Its skin was crimson, perhaps from being covered in blood but nothing on it smelled fresh. Its scent was as stale as the other zombies that had been wandering for years. When the light caught its eyes, they glowed orange, something human eyes did not do.
She noticed the feral claws on its hands and that it was wearing a tattered business suit right before it hoped off the guardrail and bolted at her. She had seen zombies pour on a burst of speed, but nothing like this. It was fast, it was deliberate, and would have stood a good chance of ripping her to pieces had she not been faster.
Seras sidestepped it, waiting until it was a foot away from slashing at her. It ran past her, stopping before it hit the side of The Bus. Twisting into it, using her hips, she brought her machete down on the creature's neck at an angle, severing the head and right arm from the torso in one sideways chunk.
It fell to the ground and tried to right itself using its arm. Snarling and gnashing its teeth, Seras kicked it away from The Bus and into the light where should make out detail and color a little better.
"Seras, stop poking that thing and get back in here," Integra's voice said over a speaker. The Bus seemed full of handy features.

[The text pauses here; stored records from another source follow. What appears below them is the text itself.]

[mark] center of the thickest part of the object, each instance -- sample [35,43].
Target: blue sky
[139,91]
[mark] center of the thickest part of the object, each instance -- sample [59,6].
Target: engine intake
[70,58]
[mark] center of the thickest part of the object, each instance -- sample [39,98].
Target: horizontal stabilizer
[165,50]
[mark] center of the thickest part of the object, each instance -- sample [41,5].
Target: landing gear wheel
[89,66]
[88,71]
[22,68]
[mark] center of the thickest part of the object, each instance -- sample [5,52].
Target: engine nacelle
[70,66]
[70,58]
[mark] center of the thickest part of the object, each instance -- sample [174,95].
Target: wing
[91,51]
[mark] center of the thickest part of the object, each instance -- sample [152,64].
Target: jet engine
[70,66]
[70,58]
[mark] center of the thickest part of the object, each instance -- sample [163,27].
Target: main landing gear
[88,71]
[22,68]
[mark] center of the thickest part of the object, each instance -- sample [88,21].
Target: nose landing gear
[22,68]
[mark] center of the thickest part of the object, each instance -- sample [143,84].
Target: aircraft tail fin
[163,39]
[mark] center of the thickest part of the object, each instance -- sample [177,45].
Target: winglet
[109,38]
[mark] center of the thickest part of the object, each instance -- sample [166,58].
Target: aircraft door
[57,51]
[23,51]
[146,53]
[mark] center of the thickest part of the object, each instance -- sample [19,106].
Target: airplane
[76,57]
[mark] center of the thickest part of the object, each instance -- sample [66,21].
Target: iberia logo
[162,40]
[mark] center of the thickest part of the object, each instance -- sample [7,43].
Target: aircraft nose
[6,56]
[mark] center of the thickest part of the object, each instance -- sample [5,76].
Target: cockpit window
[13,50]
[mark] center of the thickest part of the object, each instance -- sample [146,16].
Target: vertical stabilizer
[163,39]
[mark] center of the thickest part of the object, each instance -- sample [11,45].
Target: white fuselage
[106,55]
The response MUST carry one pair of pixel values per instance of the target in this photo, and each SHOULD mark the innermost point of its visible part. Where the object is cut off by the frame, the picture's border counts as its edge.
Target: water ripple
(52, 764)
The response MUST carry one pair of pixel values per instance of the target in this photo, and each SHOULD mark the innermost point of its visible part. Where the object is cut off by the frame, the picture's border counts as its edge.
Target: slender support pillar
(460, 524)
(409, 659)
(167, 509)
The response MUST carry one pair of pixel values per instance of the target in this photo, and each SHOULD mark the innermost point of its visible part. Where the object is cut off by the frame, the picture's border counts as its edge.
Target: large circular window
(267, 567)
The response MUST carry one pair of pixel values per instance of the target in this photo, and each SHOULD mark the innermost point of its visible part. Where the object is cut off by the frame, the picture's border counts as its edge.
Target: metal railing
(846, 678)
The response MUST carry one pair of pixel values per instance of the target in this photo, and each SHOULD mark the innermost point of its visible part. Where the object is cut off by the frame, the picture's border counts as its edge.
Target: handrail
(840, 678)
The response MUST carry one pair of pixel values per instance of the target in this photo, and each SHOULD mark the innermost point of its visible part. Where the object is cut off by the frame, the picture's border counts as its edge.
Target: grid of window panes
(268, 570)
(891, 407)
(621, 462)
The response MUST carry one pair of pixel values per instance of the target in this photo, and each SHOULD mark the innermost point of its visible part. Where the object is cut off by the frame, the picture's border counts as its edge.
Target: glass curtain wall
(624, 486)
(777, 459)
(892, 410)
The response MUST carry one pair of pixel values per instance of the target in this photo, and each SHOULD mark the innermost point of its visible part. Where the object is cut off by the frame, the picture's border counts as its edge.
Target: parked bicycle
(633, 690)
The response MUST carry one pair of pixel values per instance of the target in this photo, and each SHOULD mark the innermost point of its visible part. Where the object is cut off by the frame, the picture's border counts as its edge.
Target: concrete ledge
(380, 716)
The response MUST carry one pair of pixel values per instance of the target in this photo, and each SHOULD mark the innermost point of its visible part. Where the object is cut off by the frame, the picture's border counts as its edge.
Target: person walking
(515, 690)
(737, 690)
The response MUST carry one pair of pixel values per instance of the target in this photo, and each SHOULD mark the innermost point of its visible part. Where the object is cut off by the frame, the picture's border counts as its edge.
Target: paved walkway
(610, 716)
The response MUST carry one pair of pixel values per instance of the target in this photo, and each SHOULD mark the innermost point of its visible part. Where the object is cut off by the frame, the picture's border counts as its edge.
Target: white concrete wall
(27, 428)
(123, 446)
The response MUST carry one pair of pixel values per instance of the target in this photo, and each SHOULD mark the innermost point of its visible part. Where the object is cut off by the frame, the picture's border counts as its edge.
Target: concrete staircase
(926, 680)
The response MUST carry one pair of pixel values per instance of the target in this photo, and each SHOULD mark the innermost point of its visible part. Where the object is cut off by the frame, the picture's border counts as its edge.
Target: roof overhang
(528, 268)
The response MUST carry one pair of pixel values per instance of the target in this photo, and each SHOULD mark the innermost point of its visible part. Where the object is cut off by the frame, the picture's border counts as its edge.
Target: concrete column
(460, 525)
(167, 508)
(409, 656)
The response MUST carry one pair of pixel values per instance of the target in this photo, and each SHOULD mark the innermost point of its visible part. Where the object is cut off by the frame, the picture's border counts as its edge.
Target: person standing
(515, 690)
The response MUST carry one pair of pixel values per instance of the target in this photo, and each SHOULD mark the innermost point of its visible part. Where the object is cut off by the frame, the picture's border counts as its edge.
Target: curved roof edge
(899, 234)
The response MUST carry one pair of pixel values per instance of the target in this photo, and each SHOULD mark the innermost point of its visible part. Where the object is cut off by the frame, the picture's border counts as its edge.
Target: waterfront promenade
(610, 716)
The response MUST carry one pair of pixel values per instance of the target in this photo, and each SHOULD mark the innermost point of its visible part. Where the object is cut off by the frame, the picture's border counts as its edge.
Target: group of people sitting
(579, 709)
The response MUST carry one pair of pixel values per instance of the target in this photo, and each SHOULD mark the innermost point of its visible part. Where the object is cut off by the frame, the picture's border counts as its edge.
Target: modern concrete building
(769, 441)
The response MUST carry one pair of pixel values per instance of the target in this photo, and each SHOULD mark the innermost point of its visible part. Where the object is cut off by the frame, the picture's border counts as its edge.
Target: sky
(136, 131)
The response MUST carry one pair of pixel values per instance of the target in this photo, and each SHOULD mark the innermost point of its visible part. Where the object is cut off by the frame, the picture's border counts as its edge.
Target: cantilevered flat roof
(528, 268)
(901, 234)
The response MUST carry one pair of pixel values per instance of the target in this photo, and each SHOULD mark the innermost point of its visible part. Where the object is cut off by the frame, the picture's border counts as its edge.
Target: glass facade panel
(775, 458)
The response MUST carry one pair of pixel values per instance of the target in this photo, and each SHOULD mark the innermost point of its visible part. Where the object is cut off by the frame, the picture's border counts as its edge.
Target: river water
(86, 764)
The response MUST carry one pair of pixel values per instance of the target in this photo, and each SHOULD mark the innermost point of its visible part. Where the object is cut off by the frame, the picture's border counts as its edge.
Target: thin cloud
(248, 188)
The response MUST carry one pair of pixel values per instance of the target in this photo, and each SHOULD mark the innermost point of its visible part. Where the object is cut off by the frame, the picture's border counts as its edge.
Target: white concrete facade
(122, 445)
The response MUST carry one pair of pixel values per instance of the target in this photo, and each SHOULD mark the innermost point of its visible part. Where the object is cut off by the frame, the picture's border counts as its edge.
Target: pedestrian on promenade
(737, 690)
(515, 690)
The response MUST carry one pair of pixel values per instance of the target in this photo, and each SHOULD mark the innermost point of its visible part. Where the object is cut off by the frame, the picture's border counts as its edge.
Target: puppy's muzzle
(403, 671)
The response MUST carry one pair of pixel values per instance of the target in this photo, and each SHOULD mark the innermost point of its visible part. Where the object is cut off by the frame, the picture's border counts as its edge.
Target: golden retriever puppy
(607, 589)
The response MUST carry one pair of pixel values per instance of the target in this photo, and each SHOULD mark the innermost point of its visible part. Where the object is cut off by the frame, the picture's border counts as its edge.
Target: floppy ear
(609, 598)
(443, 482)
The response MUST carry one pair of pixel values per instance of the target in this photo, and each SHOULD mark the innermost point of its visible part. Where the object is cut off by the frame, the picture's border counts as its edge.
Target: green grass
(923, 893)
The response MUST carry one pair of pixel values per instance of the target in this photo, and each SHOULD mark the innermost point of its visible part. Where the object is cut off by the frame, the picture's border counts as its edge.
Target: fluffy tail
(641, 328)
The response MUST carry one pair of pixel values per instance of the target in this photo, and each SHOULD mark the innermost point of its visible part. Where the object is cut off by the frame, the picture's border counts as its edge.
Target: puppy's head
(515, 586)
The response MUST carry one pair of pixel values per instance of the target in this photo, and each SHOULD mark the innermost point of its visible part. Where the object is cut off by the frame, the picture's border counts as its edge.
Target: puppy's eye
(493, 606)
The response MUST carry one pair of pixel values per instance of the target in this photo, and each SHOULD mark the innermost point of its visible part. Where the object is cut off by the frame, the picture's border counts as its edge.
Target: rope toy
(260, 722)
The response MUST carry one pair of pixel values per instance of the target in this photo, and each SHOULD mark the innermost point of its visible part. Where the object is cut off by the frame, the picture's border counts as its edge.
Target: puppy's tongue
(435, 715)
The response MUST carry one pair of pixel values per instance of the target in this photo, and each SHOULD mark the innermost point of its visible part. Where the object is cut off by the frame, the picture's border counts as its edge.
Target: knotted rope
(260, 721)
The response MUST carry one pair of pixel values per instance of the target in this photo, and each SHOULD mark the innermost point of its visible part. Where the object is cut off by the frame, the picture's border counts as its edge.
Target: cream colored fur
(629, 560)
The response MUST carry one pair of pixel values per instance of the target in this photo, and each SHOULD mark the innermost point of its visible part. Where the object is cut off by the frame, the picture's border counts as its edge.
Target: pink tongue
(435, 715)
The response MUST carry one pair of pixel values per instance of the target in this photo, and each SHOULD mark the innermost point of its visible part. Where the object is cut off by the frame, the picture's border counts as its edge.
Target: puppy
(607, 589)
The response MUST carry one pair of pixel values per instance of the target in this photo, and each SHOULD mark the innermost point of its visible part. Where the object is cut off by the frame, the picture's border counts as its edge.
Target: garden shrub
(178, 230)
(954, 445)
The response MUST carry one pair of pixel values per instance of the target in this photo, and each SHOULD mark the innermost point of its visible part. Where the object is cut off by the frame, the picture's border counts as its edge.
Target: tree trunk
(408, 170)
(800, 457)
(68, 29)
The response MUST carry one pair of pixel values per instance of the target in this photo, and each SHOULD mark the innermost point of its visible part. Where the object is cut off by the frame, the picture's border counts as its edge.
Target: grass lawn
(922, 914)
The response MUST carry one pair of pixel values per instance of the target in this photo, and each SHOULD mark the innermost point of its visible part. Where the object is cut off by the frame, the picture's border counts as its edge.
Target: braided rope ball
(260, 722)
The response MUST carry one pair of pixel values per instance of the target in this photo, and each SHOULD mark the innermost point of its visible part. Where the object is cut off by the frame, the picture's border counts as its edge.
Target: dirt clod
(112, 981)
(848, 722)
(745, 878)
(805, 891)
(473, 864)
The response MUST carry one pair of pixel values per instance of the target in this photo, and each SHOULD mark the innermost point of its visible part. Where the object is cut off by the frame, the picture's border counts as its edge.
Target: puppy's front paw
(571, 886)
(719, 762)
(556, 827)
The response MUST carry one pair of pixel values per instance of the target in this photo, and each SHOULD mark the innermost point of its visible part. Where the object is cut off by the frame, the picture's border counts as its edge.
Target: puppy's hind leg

Noting the zombie's pointed teeth, she stuck her machete through its eye socket and climbed up to the top hatch after wiping her machete on its pant leg. With the weapon sheathed, she slipped down the hatch and closed it behind her. "A piece of rebar caught it," Seras said.
"Really," Leon said. "I foresee this routine getting old." He peered out the windshield at the cars blocking the rotting highway and sighed.
"Maybe we can fix it later, if we get a chance," Ashley said.
The Bus continued forward and Integra left Leon's shoulder to go over to where Seras now sat in the living area. "What was that thing out there?" Integra asked. "I saw it come up over the rail."
Shaking her head, Seras shrugged. "It looked like it started out as a zombie," she said. "We should ask that Wesker if and when he calls and hope they don't all stand to get like that."